Sans le vouloir, je me suis fait un ennemi : Drago Svinkels ! Ce dernier s’amusait à traumastiser quelques-uns de mes camarades, aidé par ses deux amis, Jim et Popolux.. Il nous appelait les OMo (allez savoir pourquoi). Peut-être que ce dernier ne fait pas la différence entre un club et un homme libre de sa sexualité. C’est en quelque sorte de la discrimination. Je ne l’appréciais guère : ces cheveux blonds et sa force, on lui aurait donné un côté un peu allemand. Ses grands-pères avaient fait la guerre 39-45… Inutile de préciser de quel côté !

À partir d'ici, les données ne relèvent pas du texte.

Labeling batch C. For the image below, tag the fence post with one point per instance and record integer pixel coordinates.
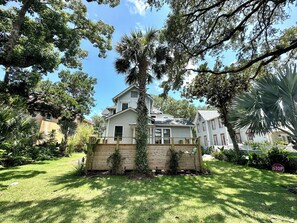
(199, 153)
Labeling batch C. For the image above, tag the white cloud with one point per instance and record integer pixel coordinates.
(137, 7)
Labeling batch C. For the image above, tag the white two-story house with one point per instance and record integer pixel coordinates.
(212, 132)
(121, 119)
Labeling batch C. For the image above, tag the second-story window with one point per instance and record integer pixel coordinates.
(134, 94)
(124, 106)
(213, 124)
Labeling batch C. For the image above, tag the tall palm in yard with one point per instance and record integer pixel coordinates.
(141, 58)
(270, 104)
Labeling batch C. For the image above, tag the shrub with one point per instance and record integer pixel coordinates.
(276, 155)
(257, 160)
(115, 160)
(174, 161)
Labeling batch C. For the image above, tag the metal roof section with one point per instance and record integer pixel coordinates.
(126, 90)
(121, 112)
(173, 122)
(209, 114)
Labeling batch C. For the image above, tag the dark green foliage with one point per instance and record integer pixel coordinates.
(175, 157)
(270, 104)
(257, 160)
(199, 29)
(277, 155)
(115, 160)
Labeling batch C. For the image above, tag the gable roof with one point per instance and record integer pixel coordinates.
(121, 112)
(208, 114)
(173, 121)
(126, 90)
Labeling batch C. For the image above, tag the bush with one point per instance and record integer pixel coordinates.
(276, 155)
(115, 160)
(174, 161)
(257, 160)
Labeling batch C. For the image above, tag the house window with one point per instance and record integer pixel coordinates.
(205, 140)
(162, 136)
(213, 124)
(134, 94)
(220, 123)
(215, 140)
(223, 139)
(118, 132)
(124, 106)
(238, 138)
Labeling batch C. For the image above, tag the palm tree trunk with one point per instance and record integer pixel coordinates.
(230, 129)
(15, 32)
(142, 126)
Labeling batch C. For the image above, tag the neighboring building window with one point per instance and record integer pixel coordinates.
(213, 124)
(124, 106)
(215, 140)
(223, 139)
(238, 138)
(162, 136)
(134, 94)
(118, 132)
(220, 123)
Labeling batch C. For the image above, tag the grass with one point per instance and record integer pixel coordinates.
(50, 192)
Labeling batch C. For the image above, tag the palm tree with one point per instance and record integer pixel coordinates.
(141, 59)
(270, 104)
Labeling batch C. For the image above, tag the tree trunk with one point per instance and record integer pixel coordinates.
(230, 129)
(15, 32)
(142, 125)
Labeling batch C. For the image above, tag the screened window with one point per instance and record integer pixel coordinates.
(118, 132)
(134, 94)
(162, 136)
(124, 106)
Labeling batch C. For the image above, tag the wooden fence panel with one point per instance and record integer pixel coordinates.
(158, 156)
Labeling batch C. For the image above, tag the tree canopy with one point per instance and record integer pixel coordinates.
(251, 30)
(43, 34)
(270, 104)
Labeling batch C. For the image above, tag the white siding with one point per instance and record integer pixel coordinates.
(124, 120)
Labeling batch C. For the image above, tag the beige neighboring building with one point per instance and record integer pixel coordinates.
(212, 132)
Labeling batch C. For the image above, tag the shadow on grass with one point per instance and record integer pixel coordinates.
(232, 192)
(16, 175)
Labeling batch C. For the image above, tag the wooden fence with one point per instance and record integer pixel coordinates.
(158, 156)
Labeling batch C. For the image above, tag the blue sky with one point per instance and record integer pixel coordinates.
(129, 16)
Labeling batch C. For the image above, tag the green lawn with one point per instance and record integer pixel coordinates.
(49, 192)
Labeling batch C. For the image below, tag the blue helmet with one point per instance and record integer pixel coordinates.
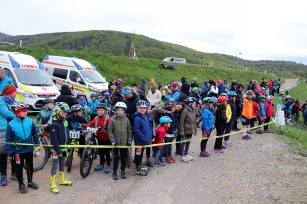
(165, 119)
(231, 93)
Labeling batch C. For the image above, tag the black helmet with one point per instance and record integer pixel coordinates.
(48, 100)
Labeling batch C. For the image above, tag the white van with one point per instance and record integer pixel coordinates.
(78, 74)
(32, 81)
(174, 59)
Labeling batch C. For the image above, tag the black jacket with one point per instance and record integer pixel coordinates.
(66, 96)
(59, 134)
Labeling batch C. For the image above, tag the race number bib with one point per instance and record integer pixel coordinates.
(90, 129)
(74, 134)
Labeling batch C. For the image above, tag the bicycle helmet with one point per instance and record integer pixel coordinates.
(250, 92)
(224, 94)
(165, 119)
(80, 94)
(190, 100)
(170, 103)
(194, 89)
(102, 105)
(16, 107)
(120, 105)
(48, 100)
(76, 108)
(208, 100)
(222, 99)
(106, 94)
(174, 85)
(142, 103)
(231, 93)
(61, 106)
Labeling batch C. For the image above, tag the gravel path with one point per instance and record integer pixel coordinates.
(262, 170)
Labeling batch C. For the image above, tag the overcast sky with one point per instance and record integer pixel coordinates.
(259, 29)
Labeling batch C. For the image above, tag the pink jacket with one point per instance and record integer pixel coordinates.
(269, 109)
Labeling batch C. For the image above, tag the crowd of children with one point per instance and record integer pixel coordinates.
(134, 120)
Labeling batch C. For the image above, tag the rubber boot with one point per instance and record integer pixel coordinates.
(64, 181)
(53, 188)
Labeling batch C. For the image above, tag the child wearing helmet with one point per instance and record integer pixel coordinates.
(93, 105)
(120, 133)
(59, 134)
(47, 113)
(160, 135)
(22, 130)
(220, 123)
(101, 122)
(142, 135)
(187, 128)
(207, 125)
(232, 104)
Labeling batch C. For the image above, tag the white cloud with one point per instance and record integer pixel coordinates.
(259, 29)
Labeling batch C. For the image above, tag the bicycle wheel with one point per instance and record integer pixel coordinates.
(87, 161)
(69, 159)
(40, 158)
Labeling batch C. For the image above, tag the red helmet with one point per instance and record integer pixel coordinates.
(222, 99)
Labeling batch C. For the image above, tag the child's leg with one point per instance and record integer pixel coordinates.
(29, 165)
(123, 158)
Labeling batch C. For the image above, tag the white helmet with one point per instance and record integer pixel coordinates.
(120, 105)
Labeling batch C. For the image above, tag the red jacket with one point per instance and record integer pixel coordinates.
(98, 121)
(269, 109)
(160, 134)
(256, 109)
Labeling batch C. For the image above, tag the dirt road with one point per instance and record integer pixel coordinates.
(261, 170)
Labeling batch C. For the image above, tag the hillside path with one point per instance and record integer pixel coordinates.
(261, 170)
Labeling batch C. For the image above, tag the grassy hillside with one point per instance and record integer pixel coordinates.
(118, 44)
(131, 71)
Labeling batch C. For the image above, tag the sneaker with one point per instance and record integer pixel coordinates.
(190, 157)
(173, 159)
(123, 175)
(14, 177)
(115, 176)
(185, 159)
(23, 189)
(149, 164)
(99, 168)
(107, 170)
(33, 185)
(204, 154)
(3, 181)
(168, 160)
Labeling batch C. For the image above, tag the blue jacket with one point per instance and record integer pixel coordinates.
(74, 121)
(59, 134)
(6, 80)
(208, 119)
(141, 127)
(5, 114)
(21, 131)
(175, 95)
(93, 105)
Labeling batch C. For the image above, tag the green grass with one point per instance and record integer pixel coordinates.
(294, 136)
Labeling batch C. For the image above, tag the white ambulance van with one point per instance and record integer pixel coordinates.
(78, 74)
(32, 81)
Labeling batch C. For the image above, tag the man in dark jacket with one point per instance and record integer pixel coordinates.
(66, 96)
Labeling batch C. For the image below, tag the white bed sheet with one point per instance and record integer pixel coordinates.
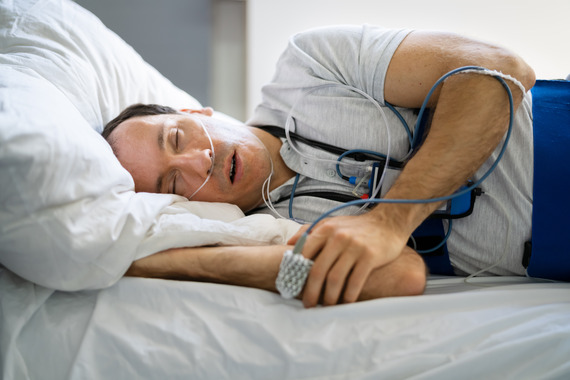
(159, 329)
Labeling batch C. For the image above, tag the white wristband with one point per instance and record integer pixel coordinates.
(293, 273)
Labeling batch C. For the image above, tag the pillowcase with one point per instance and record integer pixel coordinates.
(69, 218)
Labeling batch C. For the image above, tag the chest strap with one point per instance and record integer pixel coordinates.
(548, 250)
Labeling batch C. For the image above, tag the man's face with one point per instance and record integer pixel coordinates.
(172, 154)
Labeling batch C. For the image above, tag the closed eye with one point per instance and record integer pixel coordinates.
(176, 141)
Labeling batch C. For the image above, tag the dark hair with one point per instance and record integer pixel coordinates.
(134, 111)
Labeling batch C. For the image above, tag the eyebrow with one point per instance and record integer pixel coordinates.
(160, 142)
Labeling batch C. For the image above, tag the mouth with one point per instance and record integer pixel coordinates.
(233, 169)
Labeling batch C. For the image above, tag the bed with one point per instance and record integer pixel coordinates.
(71, 224)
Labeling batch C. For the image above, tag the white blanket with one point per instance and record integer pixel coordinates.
(160, 329)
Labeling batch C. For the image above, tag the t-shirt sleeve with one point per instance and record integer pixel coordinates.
(356, 56)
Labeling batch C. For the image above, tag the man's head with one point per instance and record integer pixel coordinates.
(168, 151)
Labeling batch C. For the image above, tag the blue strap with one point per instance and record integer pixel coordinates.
(428, 235)
(550, 257)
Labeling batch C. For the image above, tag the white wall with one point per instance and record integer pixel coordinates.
(536, 29)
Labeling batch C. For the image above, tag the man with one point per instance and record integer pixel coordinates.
(318, 82)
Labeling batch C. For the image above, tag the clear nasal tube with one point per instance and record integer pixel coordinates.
(212, 158)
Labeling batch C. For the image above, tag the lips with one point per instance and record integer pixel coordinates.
(233, 168)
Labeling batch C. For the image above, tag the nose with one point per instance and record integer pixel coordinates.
(195, 162)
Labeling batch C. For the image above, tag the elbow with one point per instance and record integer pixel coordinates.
(513, 65)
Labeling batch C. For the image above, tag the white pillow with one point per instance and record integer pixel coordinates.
(69, 218)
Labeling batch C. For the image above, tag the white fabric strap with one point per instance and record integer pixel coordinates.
(495, 73)
(293, 273)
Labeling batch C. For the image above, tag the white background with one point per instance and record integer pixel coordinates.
(537, 30)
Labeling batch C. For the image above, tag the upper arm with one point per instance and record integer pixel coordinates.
(424, 56)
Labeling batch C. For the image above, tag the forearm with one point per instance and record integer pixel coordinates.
(257, 267)
(470, 119)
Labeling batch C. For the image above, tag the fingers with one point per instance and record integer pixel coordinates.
(298, 234)
(329, 272)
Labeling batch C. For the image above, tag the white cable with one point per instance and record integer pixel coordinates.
(212, 158)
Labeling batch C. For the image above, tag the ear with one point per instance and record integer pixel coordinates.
(208, 111)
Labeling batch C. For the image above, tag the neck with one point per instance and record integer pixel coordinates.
(281, 172)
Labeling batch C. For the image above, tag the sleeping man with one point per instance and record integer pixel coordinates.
(334, 86)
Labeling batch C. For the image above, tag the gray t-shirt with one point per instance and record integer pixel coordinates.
(317, 83)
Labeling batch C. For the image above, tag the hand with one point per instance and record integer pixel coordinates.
(345, 250)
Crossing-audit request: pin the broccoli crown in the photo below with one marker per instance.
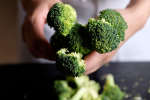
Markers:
(111, 90)
(73, 41)
(62, 17)
(71, 63)
(103, 37)
(81, 88)
(116, 20)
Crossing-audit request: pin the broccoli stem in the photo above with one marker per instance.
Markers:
(79, 94)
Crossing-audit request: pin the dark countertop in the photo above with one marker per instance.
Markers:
(34, 81)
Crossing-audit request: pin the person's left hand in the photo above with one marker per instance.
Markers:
(96, 60)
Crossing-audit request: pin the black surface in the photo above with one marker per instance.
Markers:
(34, 81)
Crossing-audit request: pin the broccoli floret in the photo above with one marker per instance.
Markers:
(70, 63)
(62, 17)
(81, 89)
(111, 90)
(116, 20)
(102, 36)
(73, 41)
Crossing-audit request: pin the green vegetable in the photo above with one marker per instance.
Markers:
(73, 41)
(62, 17)
(116, 20)
(82, 88)
(111, 90)
(78, 88)
(70, 63)
(103, 37)
(102, 34)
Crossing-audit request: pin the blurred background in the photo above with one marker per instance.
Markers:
(8, 31)
(134, 50)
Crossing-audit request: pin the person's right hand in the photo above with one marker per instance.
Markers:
(33, 27)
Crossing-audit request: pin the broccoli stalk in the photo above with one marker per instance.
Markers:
(116, 20)
(102, 34)
(111, 90)
(84, 89)
(62, 17)
(70, 63)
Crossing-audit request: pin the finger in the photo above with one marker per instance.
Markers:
(40, 42)
(93, 61)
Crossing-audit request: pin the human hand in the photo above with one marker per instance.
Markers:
(33, 28)
(131, 14)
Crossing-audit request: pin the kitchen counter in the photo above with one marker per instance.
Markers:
(34, 81)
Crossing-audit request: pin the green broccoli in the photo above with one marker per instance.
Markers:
(78, 88)
(73, 41)
(111, 90)
(63, 90)
(102, 36)
(62, 17)
(116, 20)
(70, 63)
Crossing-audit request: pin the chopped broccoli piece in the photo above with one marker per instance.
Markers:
(102, 34)
(116, 20)
(63, 90)
(111, 90)
(73, 41)
(103, 37)
(62, 17)
(70, 63)
(82, 89)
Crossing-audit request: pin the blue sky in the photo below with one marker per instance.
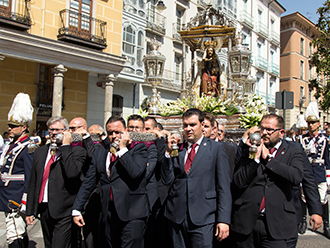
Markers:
(307, 8)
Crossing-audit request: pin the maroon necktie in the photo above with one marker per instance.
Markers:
(263, 204)
(45, 177)
(112, 160)
(190, 159)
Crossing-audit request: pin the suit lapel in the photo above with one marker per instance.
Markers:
(201, 149)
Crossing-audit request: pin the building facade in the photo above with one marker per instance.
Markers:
(297, 33)
(74, 42)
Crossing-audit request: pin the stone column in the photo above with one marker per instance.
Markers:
(109, 83)
(58, 89)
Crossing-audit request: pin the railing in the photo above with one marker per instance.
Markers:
(171, 79)
(21, 18)
(262, 29)
(261, 62)
(155, 21)
(176, 27)
(81, 26)
(247, 18)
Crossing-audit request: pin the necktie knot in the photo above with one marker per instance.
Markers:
(272, 150)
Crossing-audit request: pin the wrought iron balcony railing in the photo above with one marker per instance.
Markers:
(82, 29)
(247, 19)
(156, 22)
(262, 29)
(20, 19)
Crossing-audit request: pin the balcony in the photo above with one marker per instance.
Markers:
(262, 30)
(274, 69)
(274, 38)
(171, 80)
(20, 19)
(82, 29)
(175, 28)
(155, 22)
(261, 63)
(246, 19)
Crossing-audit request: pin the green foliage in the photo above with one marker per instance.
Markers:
(321, 58)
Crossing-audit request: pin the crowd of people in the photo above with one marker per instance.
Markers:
(135, 184)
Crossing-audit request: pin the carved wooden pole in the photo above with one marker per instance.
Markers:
(109, 83)
(58, 89)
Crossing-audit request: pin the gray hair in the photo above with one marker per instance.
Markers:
(60, 119)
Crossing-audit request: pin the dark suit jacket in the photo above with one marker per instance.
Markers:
(127, 180)
(63, 182)
(204, 194)
(274, 180)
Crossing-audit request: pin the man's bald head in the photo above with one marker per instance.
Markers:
(77, 125)
(96, 129)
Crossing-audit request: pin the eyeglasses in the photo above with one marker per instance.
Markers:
(269, 130)
(75, 128)
(111, 132)
(132, 128)
(55, 129)
(11, 126)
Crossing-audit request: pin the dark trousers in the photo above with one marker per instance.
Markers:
(125, 234)
(186, 234)
(258, 238)
(57, 232)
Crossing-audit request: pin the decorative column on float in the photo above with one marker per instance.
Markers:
(108, 85)
(58, 89)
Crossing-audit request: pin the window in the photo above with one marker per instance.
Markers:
(301, 93)
(80, 14)
(128, 40)
(139, 52)
(178, 60)
(302, 47)
(302, 69)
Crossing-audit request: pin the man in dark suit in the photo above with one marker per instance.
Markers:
(210, 130)
(54, 183)
(198, 205)
(263, 208)
(124, 199)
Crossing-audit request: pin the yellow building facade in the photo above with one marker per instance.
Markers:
(297, 34)
(84, 36)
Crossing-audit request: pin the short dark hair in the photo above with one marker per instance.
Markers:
(193, 111)
(154, 122)
(116, 118)
(135, 118)
(209, 117)
(279, 119)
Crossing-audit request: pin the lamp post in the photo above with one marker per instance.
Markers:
(154, 67)
(301, 103)
(239, 61)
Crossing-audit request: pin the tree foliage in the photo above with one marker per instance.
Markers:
(321, 57)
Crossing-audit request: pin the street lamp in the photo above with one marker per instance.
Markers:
(301, 103)
(154, 67)
(239, 62)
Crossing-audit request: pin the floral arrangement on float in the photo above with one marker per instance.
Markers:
(254, 105)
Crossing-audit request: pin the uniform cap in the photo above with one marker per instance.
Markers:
(21, 111)
(312, 112)
(301, 123)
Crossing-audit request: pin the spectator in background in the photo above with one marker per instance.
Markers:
(35, 138)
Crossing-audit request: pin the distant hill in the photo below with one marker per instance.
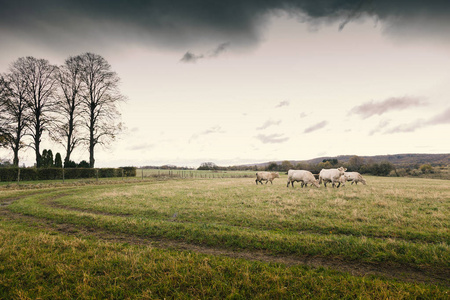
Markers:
(401, 160)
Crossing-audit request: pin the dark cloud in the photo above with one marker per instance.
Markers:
(315, 127)
(180, 23)
(371, 108)
(192, 58)
(275, 138)
(268, 124)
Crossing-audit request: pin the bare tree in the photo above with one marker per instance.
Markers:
(38, 76)
(100, 98)
(69, 81)
(13, 121)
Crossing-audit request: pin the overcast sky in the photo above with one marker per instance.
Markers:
(236, 82)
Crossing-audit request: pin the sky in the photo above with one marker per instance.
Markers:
(251, 81)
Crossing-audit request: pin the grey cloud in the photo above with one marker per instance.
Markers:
(315, 127)
(212, 130)
(192, 58)
(406, 127)
(268, 124)
(143, 146)
(282, 103)
(442, 118)
(180, 23)
(380, 126)
(272, 138)
(371, 108)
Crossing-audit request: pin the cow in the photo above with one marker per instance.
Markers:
(267, 176)
(355, 177)
(303, 176)
(331, 175)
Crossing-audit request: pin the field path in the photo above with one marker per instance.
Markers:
(387, 270)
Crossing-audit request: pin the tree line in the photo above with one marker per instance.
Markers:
(355, 163)
(74, 103)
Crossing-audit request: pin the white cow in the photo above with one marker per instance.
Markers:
(355, 177)
(331, 175)
(267, 176)
(303, 176)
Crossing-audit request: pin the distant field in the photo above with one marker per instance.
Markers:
(193, 173)
(213, 237)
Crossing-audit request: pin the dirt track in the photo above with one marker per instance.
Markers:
(387, 270)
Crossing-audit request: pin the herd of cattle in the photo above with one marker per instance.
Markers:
(337, 177)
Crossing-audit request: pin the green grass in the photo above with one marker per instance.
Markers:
(398, 222)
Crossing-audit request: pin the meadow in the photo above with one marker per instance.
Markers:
(226, 238)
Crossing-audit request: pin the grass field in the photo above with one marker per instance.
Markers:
(203, 238)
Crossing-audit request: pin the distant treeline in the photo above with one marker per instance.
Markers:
(29, 174)
(353, 164)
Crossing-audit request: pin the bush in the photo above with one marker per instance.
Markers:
(29, 174)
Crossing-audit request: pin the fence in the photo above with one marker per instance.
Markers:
(145, 173)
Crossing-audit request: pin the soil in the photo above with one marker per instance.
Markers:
(399, 272)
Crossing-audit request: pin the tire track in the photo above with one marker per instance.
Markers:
(404, 273)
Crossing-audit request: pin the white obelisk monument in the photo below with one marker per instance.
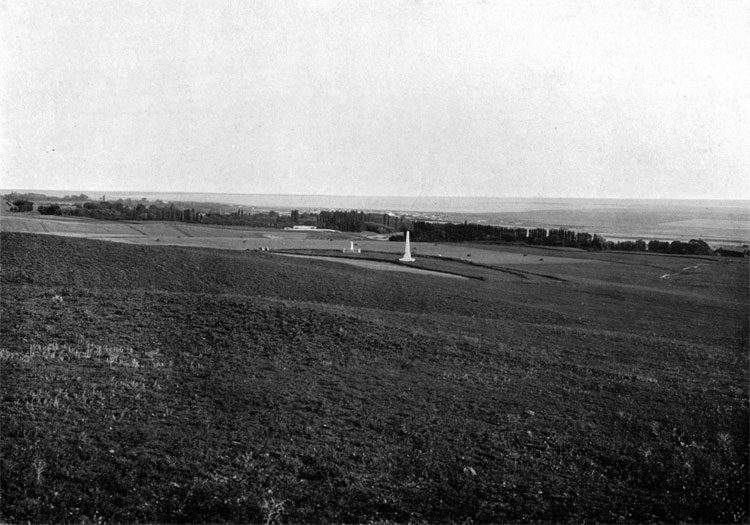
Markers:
(407, 250)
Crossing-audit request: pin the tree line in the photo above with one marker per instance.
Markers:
(351, 221)
(423, 231)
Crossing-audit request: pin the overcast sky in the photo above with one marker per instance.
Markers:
(491, 98)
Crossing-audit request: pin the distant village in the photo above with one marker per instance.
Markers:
(422, 230)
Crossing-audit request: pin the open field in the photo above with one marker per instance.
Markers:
(143, 382)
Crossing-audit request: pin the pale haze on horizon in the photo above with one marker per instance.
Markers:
(404, 98)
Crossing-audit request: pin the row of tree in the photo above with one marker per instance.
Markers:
(356, 221)
(470, 232)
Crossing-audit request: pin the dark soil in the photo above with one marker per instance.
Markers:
(164, 384)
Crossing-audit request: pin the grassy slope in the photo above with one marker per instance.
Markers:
(172, 384)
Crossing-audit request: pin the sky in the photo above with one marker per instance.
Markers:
(600, 99)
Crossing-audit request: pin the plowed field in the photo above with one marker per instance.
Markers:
(146, 383)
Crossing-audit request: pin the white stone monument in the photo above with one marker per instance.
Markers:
(352, 249)
(407, 250)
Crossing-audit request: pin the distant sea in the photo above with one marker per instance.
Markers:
(716, 221)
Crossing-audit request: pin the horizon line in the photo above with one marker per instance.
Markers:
(739, 199)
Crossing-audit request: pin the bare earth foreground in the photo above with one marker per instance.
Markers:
(146, 382)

En arrivant devant, lui ce dernier me bouscula :
" Eh, tu peux pas regarder où tu marches ? me dit-il
- C´est toi qui m´a bousculé ! lui répondit-je
- Laisse-le, me dit Stevie, mangeant un bon hamburger dégoulinant de Ketchup, ce n´est pas la peine d´enfoncer le clou !
- Qui était-ce ?
- C´est Svinkels, un garçon de Paris ! me répondit-il. Il est arrogant, prétentieux et borné.
- Comment le connais-tu ?
- Oh, tu sais, il a redoublé sa première année lui aussi, tout comme moi... Ah mince, j´ai mis du Ketchup sur ma chemise... Bon, ne fais aps attention à lui et essaye de l´éviter le plus souvent possible, il n´est pas net !
- Ah OK, j´essaierais !" lui répondis-je.
Ce garçon me donnait la nausée. D´après Stevie, il aurait foutu ue bombe dans les toilettes de notre maison, et aurait tenté 36 fugues durant l´année dernière... Un garçon que j’eus compris d’éviter à tout pris !! !!!!